This won't be a funny post today, so if you don't want to be bummed out, please stop reading. But then again, don't become all depressed before you even read the post. It's not that bad! Today is mostly Claire complaining about the sad state of the world.
After dropping Laura off at preschool this morning I headed to Walmart. That in itself is an injustice, because I do not like shopping there. I do not approve of their business practices, I hate how crowded it is, I can't stand the long lines and the fact that the cashiers are practically robots who have forgotten how to speak (seriously, even a little 'hello' would make me happy).
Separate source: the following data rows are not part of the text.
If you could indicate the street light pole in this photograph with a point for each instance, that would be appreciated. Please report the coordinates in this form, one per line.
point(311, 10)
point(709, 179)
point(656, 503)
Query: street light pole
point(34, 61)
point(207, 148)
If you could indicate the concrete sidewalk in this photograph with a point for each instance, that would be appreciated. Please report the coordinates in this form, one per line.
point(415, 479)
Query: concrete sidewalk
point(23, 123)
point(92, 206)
This shopping trip was one of those short, hold you over until the big trip in a week, just getting milk, bread, and air filters type trip. I had about 10 things on my list, and about 10 more in my mind. That's all I bought. I did not deviate from the list, nothing caught my fancy that I just had to have (except the "tattoo" type bandaids that I bought for Laura instead of regular bandaids, but they were too cool to pass up). My cart was not that full. I waited in line and read about Jessica Simpson supposedly being fat at 135 pounds (give me a break!) while the cashier had some sort of predicament with the lady in front of me. Finally, it was my turn. My purchases were rung up, no words were spoken to me, and then my total appeared on the little computer screen.
I almost started crying there in lane 14 of Walmart. $117 for a few things that will likely last my family less than a week. I cannot even begin to comprehend how much money I am currently spending on groceries. We are a tiny family of 3. This is supposed to be one of the advantages of not having more kids, right? And to top it off, Laura is 4. She doesn't eat that much. If this is how much it costs now, what will it be like when she is older? And along the same lines, how in the world did my parents afford buying food for 4 kids (three of whom were teenagers around the same time)? It's a miracle they didn't have to sell their kidneys to pay for groceries.
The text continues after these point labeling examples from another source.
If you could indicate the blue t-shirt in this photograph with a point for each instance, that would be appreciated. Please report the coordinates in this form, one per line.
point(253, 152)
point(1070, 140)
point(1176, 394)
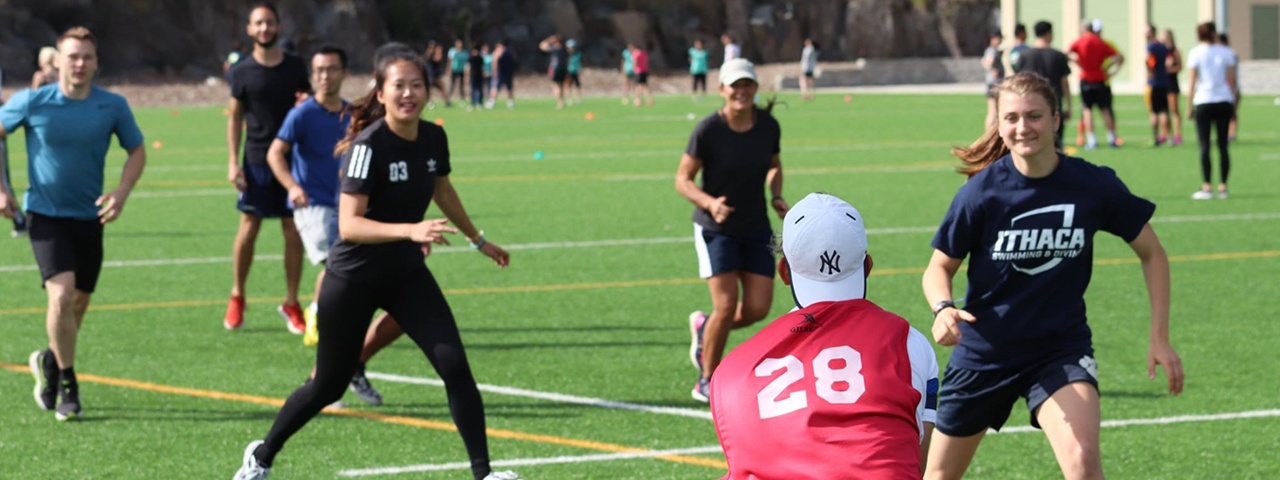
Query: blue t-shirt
point(1029, 243)
point(696, 62)
point(458, 59)
point(1156, 55)
point(314, 132)
point(67, 142)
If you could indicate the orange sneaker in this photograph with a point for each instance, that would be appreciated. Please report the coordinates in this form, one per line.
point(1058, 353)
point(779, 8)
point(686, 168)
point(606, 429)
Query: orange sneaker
point(234, 316)
point(293, 319)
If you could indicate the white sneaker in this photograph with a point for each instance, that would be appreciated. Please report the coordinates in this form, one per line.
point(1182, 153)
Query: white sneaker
point(250, 469)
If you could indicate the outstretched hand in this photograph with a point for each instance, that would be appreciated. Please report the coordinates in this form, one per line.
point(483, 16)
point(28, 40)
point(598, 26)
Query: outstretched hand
point(1164, 353)
point(946, 325)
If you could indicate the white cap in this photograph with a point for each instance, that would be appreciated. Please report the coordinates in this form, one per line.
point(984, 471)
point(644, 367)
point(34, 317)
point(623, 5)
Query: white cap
point(736, 69)
point(824, 242)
I know part of the problem is that food prices are going up. I've seen it happening over the last few years. I pay attention to how much I usually spend on certain items, so I can tell when milk or cheese or pop is higher than normal. So part of it isn't my fault. And I know part of it is some of the things I buy-I do buy organic milk for Laura and the milk boxes I send in her lunch ($2.96 for a pack of 3) are ridiculously expensive. But some of the items I buy aren't all that expensive, so I think it evens out. I try to buy store brand where I can (cheese, yogurt, etc). I always meal plan so I know what I need to shop for when I'm at the store.
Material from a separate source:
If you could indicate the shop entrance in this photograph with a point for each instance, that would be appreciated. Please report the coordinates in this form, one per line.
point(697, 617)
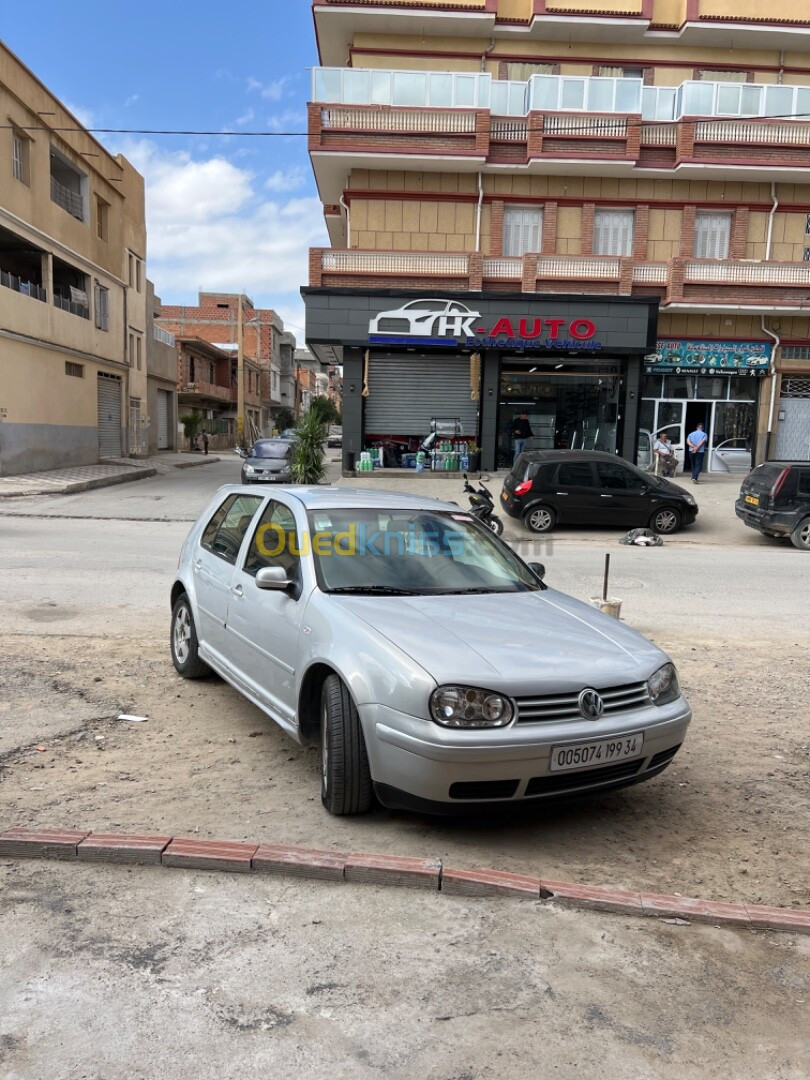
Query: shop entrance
point(566, 407)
I'd like to think there is something to be done about how much I spend at the grocery store. Like if I really worked at it and carefully planned my meals and my purchases, that I could still prepare healthy, yummy food for my family without spending too much money. But I'm starting to think that it's really not possible. I'm starting to think that $117 will soon be my norm for a little shopping trip. That $250 is going to be my regular trip. That I may never buy new clothes again since all I am buying is food. That I'm going to have to train Moxie and Laura to do some sort of little circus act and tour them around the city earning money for dinner.